The first cohort of graduates from the M.A. in Applied Behavior Analysis (MA-ABA) program at Michigan State University are rising above national averages and making an impact in the field.
“We’re training a new generation of active science-practitioners,” said Assistant Professor Matthew Brodhead of the seven scholars who graduated in spring 2018.
With extensive experience working with individuals with autism and intellectual disability across the lifespan, six of the seven students have taken the national examination to become a Board Certified Behavior Analyst® and have passed. An impressive 83 percent passed this rigorous exam with their first attempt, far exceeding the national average first-time pass rate of 67 percent.
“The BCBA® credential is in extremely high demand, making our alumni very marketable for leadership positions across the state of Michigan and beyond,” Brodhead said. He noted all seven graduates had also accepted positions in the field or were accepted to a Ph.D. program prior to graduating. “For our first cohort to be above average in this way shows students who come here can get high quality education, meaningful experiences and be successful.”
Moving the field forward
Two of the students’ theses were also published in acclaimed academic journals.
In March 2018, Behavior Analysis in Practice published a study led by then-students Richard Price and Abbie J. Marsh and accompanied by Assistant Professor Marisa Fisher. The study focused on helping individuals with autism and intellectual disability navigate their community. All participants were Spartan Project SEARCH interns at the time, and utilized a community-based training developed by Price on how to use Google Maps to navigate the bus system (and, later, to follow walking directions) to learn to travel to/from MSU and to/from other locations.
“It increased the participants’ independence and their involvement in the community and leisure activities,” said Fisher.
Fisher, Brodhead, Associate Professor Connie Sung and Douglas Gage, MSU’s Assistant Vice President for Research and Graduate Studies, will continue the project. They recently received $75,000 in funding from the Michigan Department of Health and Human Services to develop a community-based independent transportation training manual, and to provide training to other transition teachers and programs in Michigan.
Another article is aimed at developing and testing a standardized way for teachers of children with autism to evaluate intervention (teaching) success. The study—”Training front-line employees to conduct visual analysis using a clinical decision-making model,” from lead author Kailie Kipfmiller’s thesis—was accepted for publication in the Journal of Behavioral Education, expected to be available in print and online in 2019. Several other students and scholars from MSU contributed to the project including Fisher and Brodhead.

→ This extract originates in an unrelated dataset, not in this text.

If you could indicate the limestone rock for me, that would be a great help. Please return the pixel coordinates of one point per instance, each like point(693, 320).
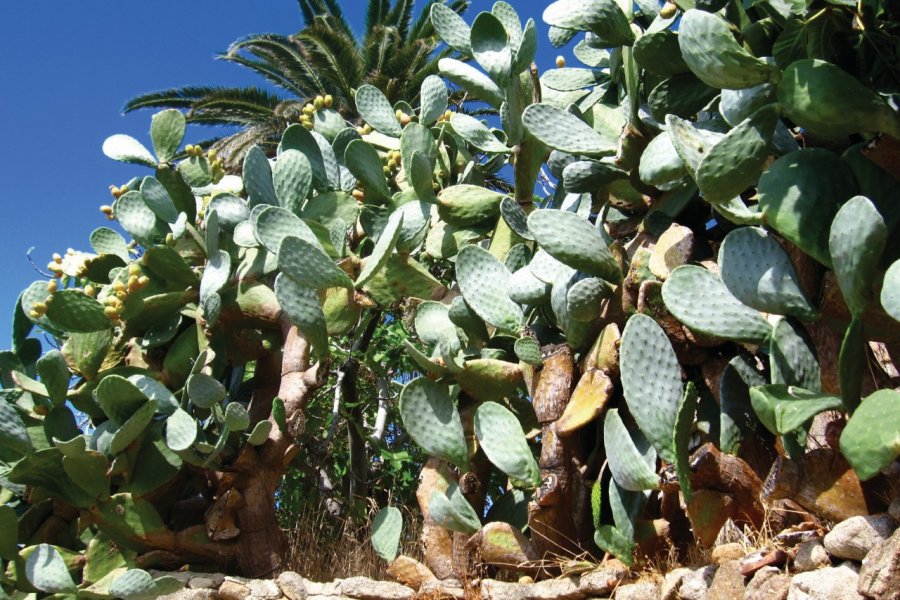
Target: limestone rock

Brodhead served as Kipfmiller’s advisor in the MA-ABA program. “This study is important because it increases objectivity in decision-making and reduces the length of time to make decisions about autism treatment, which frees up resources in other areas,” he said. “These publications help serve as a testament to the mentorship and infrastructure of the program. Our graduates are using their meaningful experiences in the program to publish content that will move the field forward.”